Şam düşünce, İsrail’in 30 km içeri girişini Golan tepelerini tamamen işgal edişini ve binlerce askeri noktayı imha edişini değil de, MİT başkanının Emevi Camii’nde namaz kılışını konuştuk birkaç gün…
İsrail tehlikesini yayılmacı politikasını ve büyük İsrail projesini nedense ıskaladık.
Şimdilerde bütün gazete ve televizyonlarda  Suriye’yi Türkiye yönetecekmiş gibi bir algı pompalanıyor. Zira atılan her adımda Türkiye’nin olduğunu görüyoruz. İsrail’in Şam’a doğru ilerleyişi hariç, Türkiye her konuya müdahil oluyor . Bu bir yönüyle çok sevindirici . Ancak bütünleşmek istediğimiz, yardım etmek istediğimiz,imarına ön ayak olmak istediğimiz süreyi ABD ile beraber önce tahrip etmemiz mi gerekiyordu?
Yabancı unsurlara destek vererek 1 milyon kardeş kanının dökülmesi mi gerekiyordu? On binlerce kadın yaşlı ve bebelerin Ege sularında boğulması mı gerekiyordu ? Bir tarihin yok olması, mezhep savaşlarının çıkması ve belki de kıyamete kadar sürecek bir fitne ateşinin yakılması mı gerekiyordu? Devlet aklı bu mudur?

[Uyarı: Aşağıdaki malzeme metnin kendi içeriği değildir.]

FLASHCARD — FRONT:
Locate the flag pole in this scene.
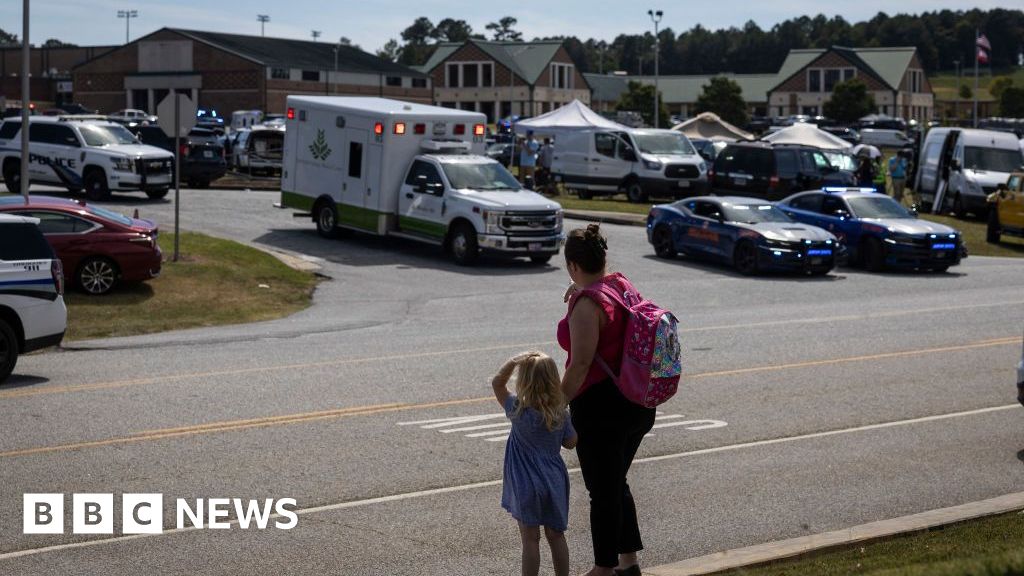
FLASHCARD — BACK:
[973,28,979,128]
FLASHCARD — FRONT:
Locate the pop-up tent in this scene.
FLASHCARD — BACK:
[761,123,853,150]
[672,112,754,142]
[515,100,629,135]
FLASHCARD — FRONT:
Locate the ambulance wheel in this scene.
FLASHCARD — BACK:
[3,160,22,194]
[313,200,338,238]
[84,168,111,202]
[0,320,17,382]
[452,223,480,266]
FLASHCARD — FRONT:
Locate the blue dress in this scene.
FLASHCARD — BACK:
[502,396,575,532]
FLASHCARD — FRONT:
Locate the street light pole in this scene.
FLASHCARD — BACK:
[647,10,664,128]
[118,10,138,44]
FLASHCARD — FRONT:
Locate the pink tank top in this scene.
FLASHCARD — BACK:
[557,273,635,400]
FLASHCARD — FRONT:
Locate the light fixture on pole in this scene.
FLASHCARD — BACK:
[647,10,663,128]
[118,10,138,44]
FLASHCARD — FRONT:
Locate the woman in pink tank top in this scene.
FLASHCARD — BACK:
[558,224,654,576]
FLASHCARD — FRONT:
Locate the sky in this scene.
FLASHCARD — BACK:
[0,0,1007,51]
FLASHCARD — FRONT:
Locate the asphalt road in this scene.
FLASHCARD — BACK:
[0,186,1024,576]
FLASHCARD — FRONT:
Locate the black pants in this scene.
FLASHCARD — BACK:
[569,379,654,568]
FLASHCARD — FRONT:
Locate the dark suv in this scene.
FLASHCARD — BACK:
[708,142,856,200]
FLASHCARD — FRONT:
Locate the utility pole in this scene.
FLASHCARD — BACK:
[647,10,664,128]
[118,10,138,44]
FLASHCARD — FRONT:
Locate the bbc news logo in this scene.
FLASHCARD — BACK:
[22,494,299,534]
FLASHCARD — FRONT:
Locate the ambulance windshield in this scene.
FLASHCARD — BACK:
[441,162,520,191]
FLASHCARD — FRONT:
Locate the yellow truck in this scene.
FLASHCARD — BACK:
[985,172,1024,244]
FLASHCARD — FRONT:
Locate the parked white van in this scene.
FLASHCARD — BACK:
[860,128,913,148]
[913,128,1024,215]
[551,129,708,202]
[281,96,564,264]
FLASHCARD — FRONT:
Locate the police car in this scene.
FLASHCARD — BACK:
[0,116,174,200]
[0,214,68,382]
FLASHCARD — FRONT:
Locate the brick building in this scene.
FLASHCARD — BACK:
[420,39,591,122]
[768,46,935,122]
[74,28,431,115]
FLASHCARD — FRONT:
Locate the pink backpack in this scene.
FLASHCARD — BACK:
[577,281,682,408]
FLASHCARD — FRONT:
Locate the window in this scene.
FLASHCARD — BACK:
[446,64,459,88]
[406,160,444,194]
[807,70,821,92]
[824,69,842,92]
[348,142,362,178]
[594,132,618,158]
[462,64,480,88]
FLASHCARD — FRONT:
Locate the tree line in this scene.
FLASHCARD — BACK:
[378,8,1024,75]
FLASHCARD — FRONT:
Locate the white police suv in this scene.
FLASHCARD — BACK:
[0,116,174,200]
[0,214,68,382]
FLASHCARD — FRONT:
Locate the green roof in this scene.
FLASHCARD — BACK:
[420,39,562,84]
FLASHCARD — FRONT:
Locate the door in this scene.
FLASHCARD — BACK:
[398,160,447,239]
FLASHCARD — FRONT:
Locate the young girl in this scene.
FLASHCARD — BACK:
[490,352,577,576]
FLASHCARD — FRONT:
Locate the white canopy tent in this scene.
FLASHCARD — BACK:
[515,100,629,135]
[672,112,754,142]
[761,123,853,152]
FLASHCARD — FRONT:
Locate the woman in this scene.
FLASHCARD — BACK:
[558,224,654,576]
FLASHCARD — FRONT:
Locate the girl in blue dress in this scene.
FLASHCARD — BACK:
[490,352,577,576]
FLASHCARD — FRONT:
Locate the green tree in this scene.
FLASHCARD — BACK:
[695,76,749,126]
[484,16,522,42]
[821,78,878,122]
[999,86,1024,118]
[615,80,670,128]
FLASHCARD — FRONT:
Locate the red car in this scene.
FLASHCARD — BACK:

Yoksa bu bir akıl tutulması mıdır?
Özellikle Suriye meselesinde devlet aklının iflas ettiğini çok rahatlıkla söyleyebiliriz. Zira devlet aklı bir işin sonunu görebilmektir.
Suriye konusunda hesabımız çok çetin ve akıtılan her kanda dahlimizin olduğu aşikar. Allah bu işe vesile olanların ahirette yardımcısı olsun.